Weird. Firstreads let me win a book again! I haven't read anything Rushdie's written in the last 20 years - holy crap, has it been 20 years? - but I used to think he was awesome.
This book arrived this afternoon, and it's not even a proper book: it's got crooked tape for a binding, it smells like laser printer ink, there are printing artifacts all over the place, and I can see the hesitation lines where someone cut around the edges. I don't even know if it's possible for me to love this more than I do. I've picked up the odd uncorrected proof at used bookstores from time to time, but never something so rough and hand-made as this. I'm going to sleep with this under my pillow.
Rushdie's a weird writer, culturally speaking, because he's a ton more famous for being a writer than his is for writing. I mean, sure, he got the Booker for Midnight's Children
, which certainly gets him some props in the writing department – depending, of course, on your feelings toward the Booker, and bitching about that prize is almost a booknerd sport – but he really became widely known because of the fatwa after he wrote Satanic Verses
. I read Midnight's Children
back in the day when I was in school in London, and it was an almost perfect convergence of place and time for me. So, sure, London isn't Bombay, and the UK isn't India, but I was writing my own creation myth at the time, and his creation myth of India/Pakistan had that kind of loose allegorical style that was just as interested in telling a story as it was in encoding history. It was angry at points, not that there's anything wrong with that, and too smart for its own good, sometimes, but it was a helluva ride. He pretty much earned my eternal devotion for using the word “defenestrate” without freaking defining it right after, indeed never defining it at all, and I love that about him. Also, I have an enduring love of Angela Carter – seriously, I follow her corpse-posts on facebook - and they were friends, and the introduction he wrote for Burning Your Boats
made me cry. Why did she have to die so young?

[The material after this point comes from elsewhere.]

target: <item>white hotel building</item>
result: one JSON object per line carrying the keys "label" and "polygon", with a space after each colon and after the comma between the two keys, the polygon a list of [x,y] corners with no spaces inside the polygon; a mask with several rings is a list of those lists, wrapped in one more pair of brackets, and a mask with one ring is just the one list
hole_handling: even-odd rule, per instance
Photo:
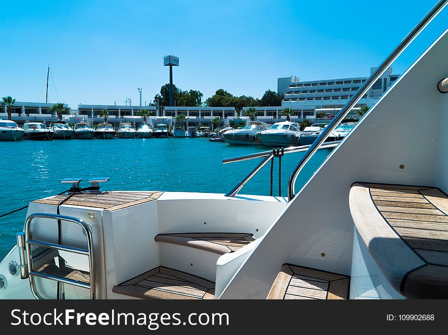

Okay, I've cleaned myself up a bit after my Carter reverie, and I can talk about Luka
is a sequel to Haroun and the Sea of Stories
, which I've also read, but so long ago I can't really claim it anymore. Given how little I remember of Haroun
, it's probably not necessary to have read it before this. You could almost class this as a YA book, if you wanted to get into a big argument about literary fiction and young adult and genres and all that, which I don't, so please keep that shit off the thread. (j/k). Anyway, Luka, Haroun's younger brother, goes off on his own adventure in the world of stories, of fairie, and it's a pretty standard myth-quest about a boy about to become a man.
I've been name checking the crap out of other books, but I really can't help it, and I'll just keep going. There's a lot in here like Neverwhere
, or like Un Lun Dun
, or sort of like Gregor the Overlander
. That's okay; I think originality is over-rated. Unlike Neverwhere
or Un Lun Dun
, this book is not clever. This is not to say it isn't smart or generous at times, but it doesn't seem to have that aggressive need to show off that I think mars some of Gaiman's work. Like Gregor
, the book deals with absent fathers, but in a much more basic, human way: Luka's father is absent because he's dying, and the death of parents is the most brutal absenteeism any of us with parents we admire will face. God, I'm getting all weepy again. I love you, Mum and Dad!

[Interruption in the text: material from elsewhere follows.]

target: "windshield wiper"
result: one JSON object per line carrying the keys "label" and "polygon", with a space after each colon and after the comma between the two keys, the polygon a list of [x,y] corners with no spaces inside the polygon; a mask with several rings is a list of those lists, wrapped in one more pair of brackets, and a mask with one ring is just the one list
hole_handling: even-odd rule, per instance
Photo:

So, Luka steps left-wards, off into the world of his father's stories, into a quest to bring his father back from the edge of death by living those stories, and there's something really sad about it, even though the tone is pretty light. You pretty much know, because of whatever, because of storytelling, that this isn't going to be one of those books that stabs you in the kidneys and ends on a monumental bummer: Luka will prevail in the end. That doesn't mean that the specter of our parents' loss won't hang over the whole thing, because, really, that's the way of it. We reach adulthood in that final, irrevocable way because our parents have died. An orphan is the only true adult, and Luka may dodge that by enacting this narrative, but, well, it still just hangs.

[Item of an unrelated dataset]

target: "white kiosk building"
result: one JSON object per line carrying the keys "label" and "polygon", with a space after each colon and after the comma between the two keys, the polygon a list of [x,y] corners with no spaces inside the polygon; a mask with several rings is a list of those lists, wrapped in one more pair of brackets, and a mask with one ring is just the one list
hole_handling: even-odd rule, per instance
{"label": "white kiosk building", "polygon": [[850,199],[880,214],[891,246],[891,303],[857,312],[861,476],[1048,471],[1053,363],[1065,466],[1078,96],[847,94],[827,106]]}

Salman's getting old. I'm not going to bother googling his age, but I know from the quick calculus of how old I am, and how long I've known of him, that he can't be a spring chicken. Sometimes this shows in the the total pun-acolypse (pun-mageddon?) that occurs mid-book. I pretty much die when books go this way, and maybe this is personal tick, and maybe this is freaking objective freaking reality – it's the second, for serious - but puns feel way too Xanth for me to be comfortable. But, seriously, the thing that makes me feel all warm and fuzzy is that Rushdie is generous as all get-out about gaming culture. I'm not really a gamer, and Rushdie obviously isn't either, but he doesn't pull that old-guy shit where he intimates that kids who like video games are mental and stupid. Video games, Greek myths, personal hokum; it's all the stew of personality that makes up the psyche of Luka, and I dig like all get out that Rushdie can put these kinds of narrative in the stream of a life, even while I groan at how OTT a lot of the puns were. (And there are a lot of them while hinge on OTT - which is an old guy acronym for "over the top". Wow, I mean it's not just the low-hanging fruit, but fruit all the way up the pun tree with that one.)
So, well, I'm not sure how to wind up. This was an enjoyable story, written with the casual expertise of a master wordsmith, but it's still really casual. But, alas, some, maybe even many, of the revelations felt forced or trite. As an inveterate post-modernist, I would have expected from Rushdie something more...um...profound? more complicated? in the take-home messages in the end. Maybe this is me being lame and needy as a reader; the trite revelations are maybe more powerful than I give them credit. Death is scary; memory is the best way to honor a person; the mind is complicated and personal. Okay. I respect this, and I will sit by the fire next he spins a yarn, as his word-fire is banked and glowing. It is, as he would say, ott.